Similar plaudits are owed to Sean Rigby, who’s also faced the tough task of capturing a man already familiar to us from Morses past. The DS Strange we meet in ‘Striker’ is an altogether more dapper, organised man than we’ve seen him before; someone who, like Morse, is in search of a little more to fill his life than take-home murder cases and dinners for one. At least, that’s what we might deduce from the concerned look on his face as he opens his invitation to a Masonic function, for which a date is most definitely expected. 

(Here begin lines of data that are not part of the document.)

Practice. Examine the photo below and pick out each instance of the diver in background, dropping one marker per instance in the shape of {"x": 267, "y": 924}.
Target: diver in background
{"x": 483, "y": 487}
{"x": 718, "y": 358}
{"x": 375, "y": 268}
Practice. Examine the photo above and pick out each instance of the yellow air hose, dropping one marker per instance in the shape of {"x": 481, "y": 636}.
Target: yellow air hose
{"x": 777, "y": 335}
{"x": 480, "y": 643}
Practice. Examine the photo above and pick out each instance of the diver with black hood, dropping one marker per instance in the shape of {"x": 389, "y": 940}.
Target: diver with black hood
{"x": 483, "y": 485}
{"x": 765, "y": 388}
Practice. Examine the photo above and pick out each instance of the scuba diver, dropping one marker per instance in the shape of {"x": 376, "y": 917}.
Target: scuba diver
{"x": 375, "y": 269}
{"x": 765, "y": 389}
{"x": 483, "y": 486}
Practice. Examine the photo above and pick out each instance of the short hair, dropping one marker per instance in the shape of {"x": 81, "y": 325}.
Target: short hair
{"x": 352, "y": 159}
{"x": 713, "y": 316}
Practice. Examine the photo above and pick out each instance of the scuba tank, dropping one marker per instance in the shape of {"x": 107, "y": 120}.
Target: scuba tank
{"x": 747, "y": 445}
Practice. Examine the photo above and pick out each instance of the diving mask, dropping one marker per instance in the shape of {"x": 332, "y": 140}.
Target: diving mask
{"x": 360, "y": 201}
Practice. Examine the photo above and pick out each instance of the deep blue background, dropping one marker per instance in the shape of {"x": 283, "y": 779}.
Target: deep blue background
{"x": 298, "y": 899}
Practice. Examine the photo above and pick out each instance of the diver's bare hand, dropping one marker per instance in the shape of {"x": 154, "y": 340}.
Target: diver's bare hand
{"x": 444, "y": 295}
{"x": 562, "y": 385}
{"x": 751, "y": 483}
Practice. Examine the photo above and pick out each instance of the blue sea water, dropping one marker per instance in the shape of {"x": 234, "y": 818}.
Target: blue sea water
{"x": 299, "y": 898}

It’s Joan Thursday, for whom Endeavour’s carried a torch for years, that Strange settles on as his potential plus one. She’s back home in Oxford again, working at a women’s refuge as part of her employment with Welfare. Joan’s flattered by the unexpected invitation, and – much to Strange’s evident surprise – she accepts. Would you believe me if I say that I called this particular development last year? Probably not, but it always seemed clear that something pretty serious had to happen to disrupt the budding friendship between Strange and his former housemate, given how fractious their relationship in Inspector Morse will turn out to be…

Morse is stuck with this episode’s other case: a phoned-in threat against the life of Oxford Wanderers’ star striker, Northern Irish international Jack Swift (Julian Moore-Cook). Football is entering its baroque phase in ‘71, with rising salaries and glamour girls galore. Morse, for whom sports, money and women are, shall we say, thorny subjects, isn’t exactly living his best life when he’s assigned to act as Swift’s bodyguard. In a world where players are given names like the ‘Doncaster Dynamo’ (your South-Yorkshire-born reviewer might have to pinch that one herself), the glory days of Keegan and Best are conjured, though they’re never referred to here. This episode is full of other old ghosts, however, and when the link between the two cases is revealed, we finally come to understand who really wants Jack Swift dead, and why. 

1971 was a year of great turmoil and loss in Northern Ireland, the consequences of which resonate to this day. That complex political situation was, I thought, handled less sensitively than it could have been in this episode, but viewers from NI deserve the last word on that subject. A shame, as this is otherwise a series with a keen eye for its period. This episode gives us Max Bygraves’ song hailing the virtues of the UK’s new decimal currency (yes, really) and an appropriately jaded take on the seedier side of ‘70s Britain: the land of Get Carter and The Good Life, as much a mass of fascinating contradictions as it is today. It remains to be seen where series eight will take Endeavour Morse, but, on this evidence, a rough road lies ahead. 

Endeavour series 8 continues on Sunday the 19th of September at 8pm on ITV.